NASHUA/ANDOVER — The twentieth “Yankee Gathering,” the biennial convention of the New England Magic Collectors Association, took place this year in Nashua, on November 7, 8, and 9. Andover’s Richard Potter, who died almost 200 years ago, was featured prominently throughout the program.
The Guest of Honor this year was Robert Olson, a frequent visitor to Andover, who was celebrated as “’keeper of the flame’ for the first American-born professional magician of note, Richard Potter.” While working at Old Sturbridge Village as a young man, Olson was encouraged to create a reenactment of a nineteenth-century magic show. After a little research led him to Richard Potter, he carefully developed a Potter act, with tricks drawn almost entirely from Potter’s repertory.

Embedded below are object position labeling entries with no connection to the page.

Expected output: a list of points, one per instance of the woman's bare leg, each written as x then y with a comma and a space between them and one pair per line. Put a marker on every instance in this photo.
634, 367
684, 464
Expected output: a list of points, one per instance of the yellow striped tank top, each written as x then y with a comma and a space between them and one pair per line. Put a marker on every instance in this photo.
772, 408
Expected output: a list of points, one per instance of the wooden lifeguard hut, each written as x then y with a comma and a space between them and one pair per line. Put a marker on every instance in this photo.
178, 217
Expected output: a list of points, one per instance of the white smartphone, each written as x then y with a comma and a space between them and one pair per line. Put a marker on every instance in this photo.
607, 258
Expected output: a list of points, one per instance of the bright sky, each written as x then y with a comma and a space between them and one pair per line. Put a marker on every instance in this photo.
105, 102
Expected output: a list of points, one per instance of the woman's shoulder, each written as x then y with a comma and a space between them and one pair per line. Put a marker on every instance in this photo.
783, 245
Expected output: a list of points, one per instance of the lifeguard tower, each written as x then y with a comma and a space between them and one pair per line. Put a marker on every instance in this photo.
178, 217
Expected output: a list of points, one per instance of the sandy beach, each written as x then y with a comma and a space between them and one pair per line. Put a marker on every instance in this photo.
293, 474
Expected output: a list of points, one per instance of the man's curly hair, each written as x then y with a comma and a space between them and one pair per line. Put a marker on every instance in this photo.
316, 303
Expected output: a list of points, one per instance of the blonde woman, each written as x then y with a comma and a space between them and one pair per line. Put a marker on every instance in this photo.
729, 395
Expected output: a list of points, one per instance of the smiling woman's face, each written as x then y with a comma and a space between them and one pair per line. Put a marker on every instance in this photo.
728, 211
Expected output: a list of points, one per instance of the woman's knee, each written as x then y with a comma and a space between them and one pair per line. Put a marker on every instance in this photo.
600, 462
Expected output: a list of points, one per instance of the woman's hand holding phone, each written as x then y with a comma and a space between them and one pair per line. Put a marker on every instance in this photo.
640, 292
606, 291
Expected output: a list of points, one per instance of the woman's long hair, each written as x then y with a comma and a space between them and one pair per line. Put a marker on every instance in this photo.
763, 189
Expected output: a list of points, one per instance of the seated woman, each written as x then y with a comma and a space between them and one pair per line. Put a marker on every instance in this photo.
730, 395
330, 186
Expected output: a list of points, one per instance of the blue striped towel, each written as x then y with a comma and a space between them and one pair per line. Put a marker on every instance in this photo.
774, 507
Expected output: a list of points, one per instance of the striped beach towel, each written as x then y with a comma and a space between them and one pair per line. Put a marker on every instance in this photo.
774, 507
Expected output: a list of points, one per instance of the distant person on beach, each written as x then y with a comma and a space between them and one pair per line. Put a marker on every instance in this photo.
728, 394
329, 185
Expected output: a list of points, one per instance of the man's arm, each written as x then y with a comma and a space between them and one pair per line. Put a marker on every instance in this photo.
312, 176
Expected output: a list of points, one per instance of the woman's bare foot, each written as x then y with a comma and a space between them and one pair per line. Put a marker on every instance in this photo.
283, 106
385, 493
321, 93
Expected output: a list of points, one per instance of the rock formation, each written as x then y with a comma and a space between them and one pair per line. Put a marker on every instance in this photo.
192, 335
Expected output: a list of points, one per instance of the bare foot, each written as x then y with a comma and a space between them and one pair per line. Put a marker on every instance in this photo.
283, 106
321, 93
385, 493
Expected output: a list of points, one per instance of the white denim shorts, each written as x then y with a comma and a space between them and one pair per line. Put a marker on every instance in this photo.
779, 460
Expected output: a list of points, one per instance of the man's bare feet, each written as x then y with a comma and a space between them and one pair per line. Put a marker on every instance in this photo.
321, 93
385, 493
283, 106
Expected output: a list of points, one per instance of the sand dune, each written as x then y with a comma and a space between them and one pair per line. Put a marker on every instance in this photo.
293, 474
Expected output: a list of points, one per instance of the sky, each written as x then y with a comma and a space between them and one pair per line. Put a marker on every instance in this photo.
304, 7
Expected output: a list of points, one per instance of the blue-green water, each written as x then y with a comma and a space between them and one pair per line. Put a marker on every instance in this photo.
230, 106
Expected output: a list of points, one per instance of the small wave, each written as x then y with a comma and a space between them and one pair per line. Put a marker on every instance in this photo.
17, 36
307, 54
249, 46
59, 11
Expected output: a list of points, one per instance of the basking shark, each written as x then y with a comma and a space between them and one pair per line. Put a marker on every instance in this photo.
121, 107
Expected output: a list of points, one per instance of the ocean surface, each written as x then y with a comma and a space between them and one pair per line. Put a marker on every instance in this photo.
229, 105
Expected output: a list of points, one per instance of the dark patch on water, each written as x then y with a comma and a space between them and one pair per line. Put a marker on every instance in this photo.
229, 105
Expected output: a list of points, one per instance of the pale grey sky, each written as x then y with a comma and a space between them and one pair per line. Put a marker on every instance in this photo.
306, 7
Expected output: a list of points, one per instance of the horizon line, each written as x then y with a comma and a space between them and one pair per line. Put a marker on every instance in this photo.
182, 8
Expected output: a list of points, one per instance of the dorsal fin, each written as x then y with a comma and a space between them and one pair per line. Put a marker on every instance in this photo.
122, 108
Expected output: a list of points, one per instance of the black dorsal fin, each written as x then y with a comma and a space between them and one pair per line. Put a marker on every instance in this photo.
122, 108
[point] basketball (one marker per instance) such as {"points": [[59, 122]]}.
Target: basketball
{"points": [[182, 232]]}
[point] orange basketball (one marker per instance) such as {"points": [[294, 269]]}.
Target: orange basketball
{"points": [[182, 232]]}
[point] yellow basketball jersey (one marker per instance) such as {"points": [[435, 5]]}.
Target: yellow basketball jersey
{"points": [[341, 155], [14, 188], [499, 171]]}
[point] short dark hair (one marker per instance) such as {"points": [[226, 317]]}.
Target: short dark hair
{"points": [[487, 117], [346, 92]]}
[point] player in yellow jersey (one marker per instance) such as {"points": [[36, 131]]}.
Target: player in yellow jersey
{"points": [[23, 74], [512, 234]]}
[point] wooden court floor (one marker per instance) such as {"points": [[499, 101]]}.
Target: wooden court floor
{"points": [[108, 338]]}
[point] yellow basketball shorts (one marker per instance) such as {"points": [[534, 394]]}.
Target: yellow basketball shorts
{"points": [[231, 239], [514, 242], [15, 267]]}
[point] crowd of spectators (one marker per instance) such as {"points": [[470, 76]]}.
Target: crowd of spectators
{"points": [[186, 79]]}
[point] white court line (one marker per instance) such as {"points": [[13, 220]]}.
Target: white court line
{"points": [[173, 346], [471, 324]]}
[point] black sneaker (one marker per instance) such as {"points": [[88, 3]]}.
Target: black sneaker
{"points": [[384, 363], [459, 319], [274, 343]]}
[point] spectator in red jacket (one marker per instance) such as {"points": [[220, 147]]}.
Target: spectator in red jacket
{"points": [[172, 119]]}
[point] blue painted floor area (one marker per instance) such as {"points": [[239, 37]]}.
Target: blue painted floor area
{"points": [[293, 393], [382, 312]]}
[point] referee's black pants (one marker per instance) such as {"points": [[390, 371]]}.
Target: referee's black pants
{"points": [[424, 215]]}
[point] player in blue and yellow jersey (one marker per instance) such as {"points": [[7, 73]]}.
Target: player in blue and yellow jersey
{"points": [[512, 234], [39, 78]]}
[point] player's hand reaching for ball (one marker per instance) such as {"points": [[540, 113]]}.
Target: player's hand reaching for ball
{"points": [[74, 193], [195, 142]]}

Thus prepared, he “introduced Potter and historical conjuring to thousands and thousands of magicians and laypeople alike for well over 50 years.” As Andover residents will recall, Olson has performed here often ever since 1983, when he was the featured entertainer at the Andover Historical Society’s Inaugural Gala Celebration of its new home, the historic Potter Place Depot.
In keeping with the Richard Potter theme, the Friday evening program was entirely dedicated to African American Magicians. Featured speakers included “Ice” McDonald, a member of the Society of American Magicians Hall of Fame and the director/producer of a documentary movie about Black Magicians, Quiet Masters; and Andover resident John Hodgson, author of Richard Potter: America’s First Black Celebrity and several additional scholarly articles about Potter. The program concluded with Olson’s reenactment, in period costume, of Potter performing his “cutting the lace” trick, known by almost no other magicians today (Olson had to teach himself how to do it by studying the same 1780 magic book that Potter had consulted).
On Sunday morning, a few magicians from the Yankee Gathering made a pilgrimage to Andover to pay their respects to Richard Potter. They visited Richard and Sally Potter’s graves and the Potter homestead in Potter Place; the grave in the Old Center Cemetery of the Potters’ first child, Henry M., who died in 1816 in a farm accident at the age of seven; and the nearby State Historical Marker for Potter Place on Main Street.